I am here today to tell you that after those long 18 months and over 500 job applications, I have officially been hired onto an amazing company as a Virtual Special event specialist specifically in content creation and it has been the most fulfilling work week. When I received the phone call that I earned the job, I broke into tears because I knew deep in my soul I was told no every single time for this perfect yes. If I had been told yes to any of those past jobs maybe I wouldn’t have been able to build our flourishing business or travel the world or maybe I would have hated my job.
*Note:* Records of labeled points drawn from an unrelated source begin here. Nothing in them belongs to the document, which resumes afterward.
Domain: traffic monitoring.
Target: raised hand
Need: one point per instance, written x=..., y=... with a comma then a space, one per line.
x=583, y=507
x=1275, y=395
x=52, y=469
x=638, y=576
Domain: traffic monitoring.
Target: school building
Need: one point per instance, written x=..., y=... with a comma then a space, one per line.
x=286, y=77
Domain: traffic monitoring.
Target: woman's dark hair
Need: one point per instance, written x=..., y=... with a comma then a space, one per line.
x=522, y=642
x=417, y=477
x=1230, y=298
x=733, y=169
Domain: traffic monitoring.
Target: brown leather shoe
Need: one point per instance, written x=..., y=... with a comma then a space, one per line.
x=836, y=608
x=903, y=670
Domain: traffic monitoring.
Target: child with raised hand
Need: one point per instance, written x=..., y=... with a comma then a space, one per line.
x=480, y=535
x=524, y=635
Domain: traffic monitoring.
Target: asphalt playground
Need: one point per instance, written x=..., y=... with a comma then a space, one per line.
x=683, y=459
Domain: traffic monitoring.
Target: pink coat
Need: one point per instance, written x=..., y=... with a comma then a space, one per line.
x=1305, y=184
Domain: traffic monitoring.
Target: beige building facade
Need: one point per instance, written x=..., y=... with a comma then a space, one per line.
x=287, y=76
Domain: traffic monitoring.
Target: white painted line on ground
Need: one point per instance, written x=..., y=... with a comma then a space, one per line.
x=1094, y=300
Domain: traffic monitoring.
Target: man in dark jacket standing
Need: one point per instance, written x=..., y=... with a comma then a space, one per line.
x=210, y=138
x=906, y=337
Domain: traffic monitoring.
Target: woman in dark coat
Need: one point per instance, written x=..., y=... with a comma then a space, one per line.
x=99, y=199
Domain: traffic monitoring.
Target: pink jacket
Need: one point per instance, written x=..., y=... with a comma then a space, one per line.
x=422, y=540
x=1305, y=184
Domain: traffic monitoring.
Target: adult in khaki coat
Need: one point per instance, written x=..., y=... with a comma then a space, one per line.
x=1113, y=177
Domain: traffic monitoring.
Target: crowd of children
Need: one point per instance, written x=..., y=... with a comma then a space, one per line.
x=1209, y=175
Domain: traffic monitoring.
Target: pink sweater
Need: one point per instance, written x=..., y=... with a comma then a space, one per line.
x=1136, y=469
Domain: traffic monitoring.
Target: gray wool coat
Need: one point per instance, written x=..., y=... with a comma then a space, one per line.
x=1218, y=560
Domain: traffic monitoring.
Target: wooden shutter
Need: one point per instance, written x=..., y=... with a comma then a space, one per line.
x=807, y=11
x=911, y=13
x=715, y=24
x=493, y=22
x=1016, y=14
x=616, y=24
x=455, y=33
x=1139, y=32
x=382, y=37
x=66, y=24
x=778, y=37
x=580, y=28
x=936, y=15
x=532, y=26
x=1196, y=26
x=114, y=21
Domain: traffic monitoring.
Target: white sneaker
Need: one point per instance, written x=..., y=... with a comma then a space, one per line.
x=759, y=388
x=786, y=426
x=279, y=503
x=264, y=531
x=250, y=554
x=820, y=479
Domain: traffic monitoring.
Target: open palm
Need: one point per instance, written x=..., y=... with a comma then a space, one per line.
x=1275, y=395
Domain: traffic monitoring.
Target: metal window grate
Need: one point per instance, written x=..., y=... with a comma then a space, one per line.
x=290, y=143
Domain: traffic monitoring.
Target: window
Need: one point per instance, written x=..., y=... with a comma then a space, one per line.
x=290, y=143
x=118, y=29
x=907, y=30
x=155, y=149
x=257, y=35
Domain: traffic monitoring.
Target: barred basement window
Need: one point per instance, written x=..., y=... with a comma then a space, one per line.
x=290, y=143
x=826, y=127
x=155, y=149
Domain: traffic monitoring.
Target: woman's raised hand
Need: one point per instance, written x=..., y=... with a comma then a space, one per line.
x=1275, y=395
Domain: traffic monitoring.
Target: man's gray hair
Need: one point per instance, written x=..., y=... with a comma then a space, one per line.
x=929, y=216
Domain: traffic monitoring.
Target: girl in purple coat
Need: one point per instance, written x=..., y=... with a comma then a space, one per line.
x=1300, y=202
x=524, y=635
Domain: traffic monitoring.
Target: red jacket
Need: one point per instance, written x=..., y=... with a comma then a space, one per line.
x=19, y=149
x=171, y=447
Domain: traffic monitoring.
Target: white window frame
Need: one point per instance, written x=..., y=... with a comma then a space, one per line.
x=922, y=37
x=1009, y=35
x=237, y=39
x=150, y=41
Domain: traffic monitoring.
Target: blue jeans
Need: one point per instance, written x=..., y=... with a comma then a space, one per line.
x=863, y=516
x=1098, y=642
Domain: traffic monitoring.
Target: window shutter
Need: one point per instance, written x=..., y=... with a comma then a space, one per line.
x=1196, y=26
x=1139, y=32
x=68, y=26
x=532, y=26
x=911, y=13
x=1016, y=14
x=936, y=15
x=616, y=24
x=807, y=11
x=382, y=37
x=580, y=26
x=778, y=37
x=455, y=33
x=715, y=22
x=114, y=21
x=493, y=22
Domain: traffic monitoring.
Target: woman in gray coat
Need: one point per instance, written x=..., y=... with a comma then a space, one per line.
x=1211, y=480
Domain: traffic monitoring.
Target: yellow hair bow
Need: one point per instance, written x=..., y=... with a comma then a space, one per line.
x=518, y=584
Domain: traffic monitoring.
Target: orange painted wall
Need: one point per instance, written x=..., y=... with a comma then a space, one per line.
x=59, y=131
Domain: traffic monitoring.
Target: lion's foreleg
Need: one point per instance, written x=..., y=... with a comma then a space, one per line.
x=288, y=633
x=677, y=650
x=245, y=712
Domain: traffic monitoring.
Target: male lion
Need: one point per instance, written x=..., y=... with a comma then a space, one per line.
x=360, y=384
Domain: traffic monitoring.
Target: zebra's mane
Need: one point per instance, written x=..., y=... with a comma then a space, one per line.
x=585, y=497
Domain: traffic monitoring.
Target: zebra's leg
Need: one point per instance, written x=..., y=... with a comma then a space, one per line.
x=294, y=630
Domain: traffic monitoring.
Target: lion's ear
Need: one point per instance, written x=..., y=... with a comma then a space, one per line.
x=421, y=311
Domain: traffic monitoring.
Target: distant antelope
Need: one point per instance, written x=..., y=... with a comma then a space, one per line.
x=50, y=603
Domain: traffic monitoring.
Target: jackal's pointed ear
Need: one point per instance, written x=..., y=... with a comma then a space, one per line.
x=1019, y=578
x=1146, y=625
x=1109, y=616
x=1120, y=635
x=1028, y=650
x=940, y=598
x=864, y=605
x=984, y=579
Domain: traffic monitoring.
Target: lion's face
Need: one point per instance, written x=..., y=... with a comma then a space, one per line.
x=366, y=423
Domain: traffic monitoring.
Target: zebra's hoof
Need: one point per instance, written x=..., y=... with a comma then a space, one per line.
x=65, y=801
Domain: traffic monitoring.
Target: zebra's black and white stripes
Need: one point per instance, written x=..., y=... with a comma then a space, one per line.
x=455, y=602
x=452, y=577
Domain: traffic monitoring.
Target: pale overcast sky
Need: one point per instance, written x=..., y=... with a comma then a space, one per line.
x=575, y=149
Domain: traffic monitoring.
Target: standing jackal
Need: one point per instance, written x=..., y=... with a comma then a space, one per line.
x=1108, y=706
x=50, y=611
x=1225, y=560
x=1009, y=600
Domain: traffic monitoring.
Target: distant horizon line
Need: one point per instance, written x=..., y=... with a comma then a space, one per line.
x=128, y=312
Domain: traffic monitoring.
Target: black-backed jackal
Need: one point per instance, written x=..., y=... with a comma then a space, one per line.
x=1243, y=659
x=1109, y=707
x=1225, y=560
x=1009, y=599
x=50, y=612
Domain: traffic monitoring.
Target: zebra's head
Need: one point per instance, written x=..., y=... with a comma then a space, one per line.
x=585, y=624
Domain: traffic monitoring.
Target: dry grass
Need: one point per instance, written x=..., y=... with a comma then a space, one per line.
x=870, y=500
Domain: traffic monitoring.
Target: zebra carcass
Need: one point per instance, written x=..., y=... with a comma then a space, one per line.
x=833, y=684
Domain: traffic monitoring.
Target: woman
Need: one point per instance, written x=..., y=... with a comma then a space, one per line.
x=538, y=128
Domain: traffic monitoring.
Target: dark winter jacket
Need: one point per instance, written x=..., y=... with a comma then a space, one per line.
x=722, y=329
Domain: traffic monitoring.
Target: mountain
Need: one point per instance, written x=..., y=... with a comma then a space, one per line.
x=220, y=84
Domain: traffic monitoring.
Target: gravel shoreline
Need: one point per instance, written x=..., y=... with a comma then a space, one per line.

But this week I started my job at an innovative cosmetics company and I work with a team of twenty amazing women who are happy and love what they do. I am constantly surrounded by positivity, support, and growth. I could not be happier. On my first day of work they even sent me a bouquet of flowers and I have been astonished at how much care they have provided me in this past week.

So for all of those people out there still figuring it out in life, I totally get it. It’s frustrating, tiresome, and one of the most challenging times in most people’s lives. But I am here to tell you that you are going to figure it out. I am here to tell you that you can have everything you want in this lifetime ,you merely just have to ask for it and settle for nothing less. I am also here to tell you that this is what our twenties are made for and it’s okay not to have it figured out and its okay to make mistakes. I sure as hell know I did. If I could go back in time I would’ve told myself to breathe and find joy in the day to day because it always work out.

I hope some of these words resonate for whoever is reading. I hope you can find some comfort in knowing that we all go through career troubles but it’s never how you fall down but how you get back up. I know I believe in you.

Thank you for your constant support and taking the time to read my words. I hope you have an absolute amazing rest of your day. I will catch you on my next blog.